A patient presents with a complete brachial plexus injury of the left arm, resulting in the complete loss of the functions of wrist and finger extension in the left arm. The patient is determined to be a candidate for the implantation of a finger extension internal splint device.
An incision over the dorsum of the forearm is made to one side of the ultimate location of the device so that there will be no tension on the skin closure. An area on the radius is cleared off via subperiosteal dissection, providing adequate surface for placement of the base. Under fluoroscopic guidance, the screws are placed and the base is affixed to the bone.
Next, the tendons are followed as far distally as they can be harvested. A suture side to side tenodesis is performed, allowing for the anatomic cascade of the digits, but pulling them open evenly in a manner that would allow for effective encompassing of a particular object. The length of the tendon in reference to the radius is noted and the radius is marked at the position in full flexion and the position in full extension.

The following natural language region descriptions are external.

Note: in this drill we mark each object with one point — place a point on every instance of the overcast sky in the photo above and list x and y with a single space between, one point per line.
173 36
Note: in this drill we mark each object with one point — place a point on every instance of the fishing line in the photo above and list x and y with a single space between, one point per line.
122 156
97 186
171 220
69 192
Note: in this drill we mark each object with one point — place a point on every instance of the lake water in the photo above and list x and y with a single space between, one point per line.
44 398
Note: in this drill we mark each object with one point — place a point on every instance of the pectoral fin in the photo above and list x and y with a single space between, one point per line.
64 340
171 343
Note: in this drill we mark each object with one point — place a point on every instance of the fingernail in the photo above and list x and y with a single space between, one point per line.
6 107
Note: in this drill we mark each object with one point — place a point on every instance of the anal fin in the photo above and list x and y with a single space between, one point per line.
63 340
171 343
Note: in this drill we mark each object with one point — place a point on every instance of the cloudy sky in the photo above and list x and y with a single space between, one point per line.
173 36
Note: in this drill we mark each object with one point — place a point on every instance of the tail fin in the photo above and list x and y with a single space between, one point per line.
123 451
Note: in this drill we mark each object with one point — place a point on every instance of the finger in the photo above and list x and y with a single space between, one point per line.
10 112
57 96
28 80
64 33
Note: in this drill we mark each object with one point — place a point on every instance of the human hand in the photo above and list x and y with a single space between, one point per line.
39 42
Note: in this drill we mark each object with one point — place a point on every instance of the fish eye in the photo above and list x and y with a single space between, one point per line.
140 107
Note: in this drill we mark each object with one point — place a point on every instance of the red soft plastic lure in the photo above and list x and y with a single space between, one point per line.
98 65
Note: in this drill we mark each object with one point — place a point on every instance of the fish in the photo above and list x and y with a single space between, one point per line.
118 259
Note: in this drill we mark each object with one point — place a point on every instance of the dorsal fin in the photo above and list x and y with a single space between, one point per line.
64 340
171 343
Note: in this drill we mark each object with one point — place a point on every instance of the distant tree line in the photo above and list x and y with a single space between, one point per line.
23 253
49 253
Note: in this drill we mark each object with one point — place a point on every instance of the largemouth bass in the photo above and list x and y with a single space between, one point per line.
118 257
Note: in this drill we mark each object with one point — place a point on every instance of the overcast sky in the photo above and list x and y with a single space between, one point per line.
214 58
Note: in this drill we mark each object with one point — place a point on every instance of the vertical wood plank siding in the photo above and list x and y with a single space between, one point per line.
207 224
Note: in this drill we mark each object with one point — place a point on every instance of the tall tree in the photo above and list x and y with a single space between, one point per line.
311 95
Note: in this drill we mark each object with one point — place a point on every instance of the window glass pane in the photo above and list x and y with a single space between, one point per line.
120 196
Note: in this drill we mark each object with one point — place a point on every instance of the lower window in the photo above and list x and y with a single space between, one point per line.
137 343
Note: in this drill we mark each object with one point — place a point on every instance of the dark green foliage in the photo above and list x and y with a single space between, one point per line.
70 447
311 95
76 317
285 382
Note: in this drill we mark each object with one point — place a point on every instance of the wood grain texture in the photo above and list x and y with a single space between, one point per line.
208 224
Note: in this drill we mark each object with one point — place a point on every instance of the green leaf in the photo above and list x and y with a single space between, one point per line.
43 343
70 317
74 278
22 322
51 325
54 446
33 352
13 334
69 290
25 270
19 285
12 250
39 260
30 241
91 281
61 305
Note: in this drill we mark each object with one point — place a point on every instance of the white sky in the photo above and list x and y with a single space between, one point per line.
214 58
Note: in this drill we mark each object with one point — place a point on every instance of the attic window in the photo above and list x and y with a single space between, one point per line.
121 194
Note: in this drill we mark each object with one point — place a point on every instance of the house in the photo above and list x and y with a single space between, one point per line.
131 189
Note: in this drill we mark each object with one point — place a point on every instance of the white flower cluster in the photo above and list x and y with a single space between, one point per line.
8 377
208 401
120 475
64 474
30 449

The device is then affixed so that full recoil will pull the fingers into appropriate extension. The tendons are pulled through the keyhole and woven back upon themselves with the ultimate positioning giving the effective hand open posture. The tension is then set, performed by the surgeon simply utilizing tactile feedback. Alternatively, the antagonist muscle can be stimulated to ensure that the recoil is strong enough to bring the fingers into full extension, but weak enough to be fully overcome in allowing the hand to make a fist with contraction of the healthy muscles. This tension is then locked in by appropriate adjustment of the “tension screw.” The skin is closed and the hand is immobilized in the open hand position (e.g., for 6 weeks or until the surgeon deems the tendon repairs “healed”). The patient is then encouraged to begin range of motion exercises and resume normal activity as tolerated.
The above description is for the purpose of teaching the person of ordinary skill in the art how to practice the present invention, and it is not intended to detail all those obvious modifications and variations of it which will become apparent to the skilled worker upon reading the description. It is intended, however, that all such obvious modifications and variations be included within the scope of the present invention, which is defined by the following claims. The claims are intended to cover the components and steps in any sequence which is effective to meet the objectives there intended, unless the context specifically indicates the contrary.
This application claims priority to U.S. Provisional Application No. 61/706,580, filed Sep. 27, 2012, the entirety of which is incorporated herein by reference.